The new year brought exciting changes to the Instructional Technology and Learning Sciences department with the arrival of Dr. Rebecca Y. Bayeck as a new Assistant Professor.
Dr. Bayeck will teach the undergraduate and graduate courses in areas of learning sciences and instructional technologies, including research methods. She will serve on graduate student committees, advise graduate students, and provide teaching and research opportunities to undergraduate students. She will also be participating in research, publication, grant writing, and other scholarly activities, as well as providing service to the department, college, university, and community.
Dr. Bayeck is excited to interact with scholars in different fields, since her position is interdisciplinary. She wants to expand our understanding of how culture, context, place, and space shape learning, interaction, and design to create inclusive learning environments, moments, and opportunities.

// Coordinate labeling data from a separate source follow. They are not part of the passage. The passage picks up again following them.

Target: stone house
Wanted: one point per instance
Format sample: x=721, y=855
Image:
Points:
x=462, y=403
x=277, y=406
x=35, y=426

Dr. Bayeck has a dual Ph.D. in Learning Design and Technology and Comparative International Education. She has four master’s degrees in instructional technology, human resource development, business administration, and management. She earned her bachelor’s degree in foreign languages and civilizations.
She was recently awarded a 2021 Fellowship with the Library Information Sciences Education and Data Science Integrated Network Group at Drexel University. She has received awards from the African Studies Association, the Association of Educational Communications and Technology (AECT), the College of Education at Pennsylvania State University, and the Africana Research Center at Pennsylvania State University.
Bayeck’s research interests lie at the intersection of learning sciences, educational technology, literacy studies, and the interdisciplinary field of game studies. Within this intersection, she works with digital and analog games, learning and literacies, emerging technologies, and design of inclusive learning spaces and exhibitions. She is also interested in how culture shapes learning and literacy practices in different environments.
Dr. Tutaleni I. Asino, an Associate Professor of Educational Technology and director of the Emerging Technology and Creativity Research Lab in the College of Education and Human Sciences at Oklahoma State University, praised Bayeck for her innovative study of ancient and traditional games, such as Owela or Mancala, and how they celebrate and connect to skills valued in modern computational thinking. “In doing so,” Asino added, “she has shown that computational thinking skills are not just limited to those who have access to computers.”
“She is passionate about working with students and conducting research that has impact in communities that are often ignored,” he added.
Dr. Bayeck decided to work at Utah State University due to her past interactions with faculty and the reputation of the institution and department. She was also interested in the combination of instructional design and learning sciences as a springboard for her to engage in interdisciplinary research.
Dr. Andy Walker, department head of Instructional Technology and Learning Sciences, praised Dr. Bayeck’s research, particularly her integrative review of video games and learning in South Africa. “Research synthesis is a challenging task that she clearly does well,” he said. “It’s one thing to accurately represent the findings of these studies; even more important is her contextualization of those findings with South Africa’s history of apartheid. Her deep-seated interested in sociocultural learning theory and understanding people are a consistent theme that will help all of us to learn about each other and grow.”
When she is not working, Dr. Rebecca Bayeck likes to listen to music, go on walks, watch movies, and read. If she could give any advice to people, she would say to be open minded, flexible, and happy.